15. Day Off- the minus temperatures of the previous day meant I felt pretty rough and felt like I needed a day off to ward against infection
16. Gym Night- 1 hour. Concentrating on Core stability and working the back + legs. Sets of >20 reps
17. 50 Min's on rollers. Easy day concentrating on technique
18. Gym session- circuit training. Really hurt. Not done circuit training for a number of years. Really blitzed ab's and leg muscles
19. 30 Min's easy session on rollers to speed recovery as legs very sore after circuit training.
20. Day Off.
21. Turbo Trainer Muscular endurance/ threshold session 20 Min's 53-21 15 Min's 53-19 90+ revs HR 180s total 60 Min's session.
22. Day off- feeling unwell. Bunged up.. Best to take day off than a week
23. Day off- feeling unwell. Bunged up.. Best to take day off than a week
24. Day off- Starting to feel better.
25. Rollers 45mins easy. Nice and easy session to get the legs back to being used to spinning.
26. Gym Legs and Core including some plyometrics. 1 hour
27. Day Off
28. 3.5 hours on road with Mapperley and rode through from cafe instead of stopping. Group broke up due to size so a lot of chasing back on required including the whole of the section between Averham and Newark Island involving a pro style chase back amongst the cars before drafting off a horsebox. When pace picked up became extremely hard. Need to improve strength still however still only January so pace was maybe a little too hard.
29. 3 Hours on my cyclocross bike in Sherwood Forest for a change of scenery. Freezing temperatures overnight meant lots of icy patches on the road meant it was a safe option to get in some mileage.
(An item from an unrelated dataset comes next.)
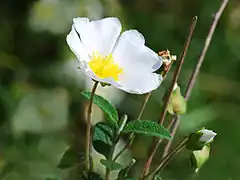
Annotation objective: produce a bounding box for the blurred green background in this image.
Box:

Hadn't realised how much fun I was missing out on and got a fantastic workout too.


30. Day Off
31.Turbo Trainer session. 50 Min's Muscular endurance 
including 3*6 Min's at and slightly below threshold heart rate (187 bpm) 
1st interval 52*19 and 2* intervals at 52*17.


My thoughts on the last month

  • I've steadily built up my training
  • Legs feeling stronger
  • I've been enjoying riding 
  • I've managed to stay relatively healthy. 
  • A few days off due to feeling unwell but no full blown virus.



Next month- start building up the muscular endurance and training volume.